Les films constitués de dérivés de chitosane ont été obtenus en utilisant la méthode de photopolymérisation - des solutions de polymères dans l'acide acétique ont été placées sur un plastique et irradiées avec de la lumière UV jusqu'à ce qu'elles se solidifient. Pour former des structures 3D, les chercheurs ont utilisé une technologie d'impression 3D appelée stéréolithographie laser. Les échafaudages 3D sont formés couche par couche selon un modèle informatique. Un photoinitiateur a été ajouté aux solutions de dérivés de chitosane, puis la réaction de photopolymérisation a été initiée avec un laser. Les structures obtenues ont d'abord été congelées puis séchées dans une chambre à vide (cette méthode est appelée lyophilisation ou lyophilisation). Après ça, le matériau des structures est devenu poreux.

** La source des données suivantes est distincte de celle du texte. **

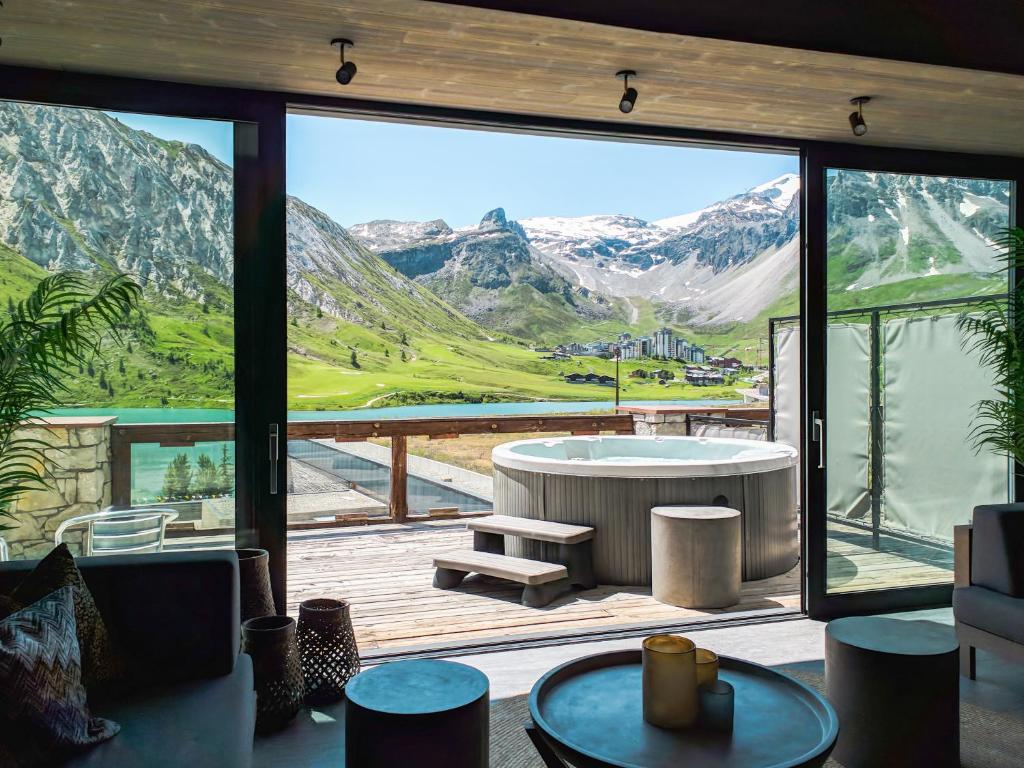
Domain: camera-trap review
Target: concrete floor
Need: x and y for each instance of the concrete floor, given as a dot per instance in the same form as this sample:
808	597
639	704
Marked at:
316	738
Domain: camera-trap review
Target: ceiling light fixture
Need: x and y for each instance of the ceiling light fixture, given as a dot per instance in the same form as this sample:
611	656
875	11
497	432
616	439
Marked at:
629	99
857	118
347	70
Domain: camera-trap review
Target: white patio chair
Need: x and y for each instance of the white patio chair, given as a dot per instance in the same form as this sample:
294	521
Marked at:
114	531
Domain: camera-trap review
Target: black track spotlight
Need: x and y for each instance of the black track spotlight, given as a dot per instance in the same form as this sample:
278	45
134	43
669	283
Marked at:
347	70
857	118
629	99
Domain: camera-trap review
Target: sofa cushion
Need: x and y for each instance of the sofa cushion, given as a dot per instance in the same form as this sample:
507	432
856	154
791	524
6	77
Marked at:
997	549
43	713
100	664
207	723
990	611
173	615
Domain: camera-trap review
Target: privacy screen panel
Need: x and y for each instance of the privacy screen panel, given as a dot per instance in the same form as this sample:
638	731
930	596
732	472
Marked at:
785	398
933	477
848	426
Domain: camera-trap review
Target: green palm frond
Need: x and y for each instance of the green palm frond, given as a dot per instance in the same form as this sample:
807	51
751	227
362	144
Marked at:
994	335
61	324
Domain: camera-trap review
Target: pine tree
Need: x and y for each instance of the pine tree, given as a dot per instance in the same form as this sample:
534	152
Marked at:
207	476
177	477
225	471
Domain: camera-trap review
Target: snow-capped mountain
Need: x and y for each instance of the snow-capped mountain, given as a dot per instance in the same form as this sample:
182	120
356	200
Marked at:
489	271
725	262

Au stade final de la recherche, l'équipe a implanté les structures formées chez le rat (sous la peau dans la région interscapulaire). L'expérience in vivo a duré 90 jours, et aucun des implants n'a montré de signes de toxicité pendant cette période. Cela indique que les échafaudages sont biocompatibles. Les scientifiques ont découvert que les structures implantées n'ont commencé à se biodégrader qu'après 60 jours d'expériences. L'équipe prévoit d'apprendre à gérer ce processus et à créer des implants avec la vitesse de biodégradation requise.
"Cette méthode de structuration de dérivés de chitosane permet la création de structures 3D avec des tailles physiologiquement pertinentes. Elles peuvent être utilisées pour guérir de grands défauts tissulaires (plus de 1 cm), " dit Ksenia Bardakova, un co-auteur de l'ouvrage, et un associé de recherche junior au département des matériaux biologiques modernes, Institut de médecine régénérative, Université Sechenov. "Après avoir étudié la stabilité des échantillons in vivo, nous avons démontré pour la première fois que les zones de dégradation sont réparties périodiquement, pas de manière chaotique. Il confirme l'hypothèse concernant le mécanisme de biodégradation des matériaux à base de chitosane :les zones amorphes les moins ordonnées du polymère se dégradent en premier. La compréhension de ce mécanisme nous aidera à former des structures dans lesquelles le taux de dégradation serait comparable au taux de restauration du tissu ou de l'organe remplacé. L'échafaudage se dégraderait dans le laps de temps précis requis par le tissu endommagé pour restaurer son intégrité et ses fonctions."
Le travail s'inscrit dans un cycle de recherche sur la formation de structures 3D à partir d'hydrogels (avec de l'eau comme milieu de dispersion dans lequel des particules solides forment une grille 3D) à base de polysaccharides naturels.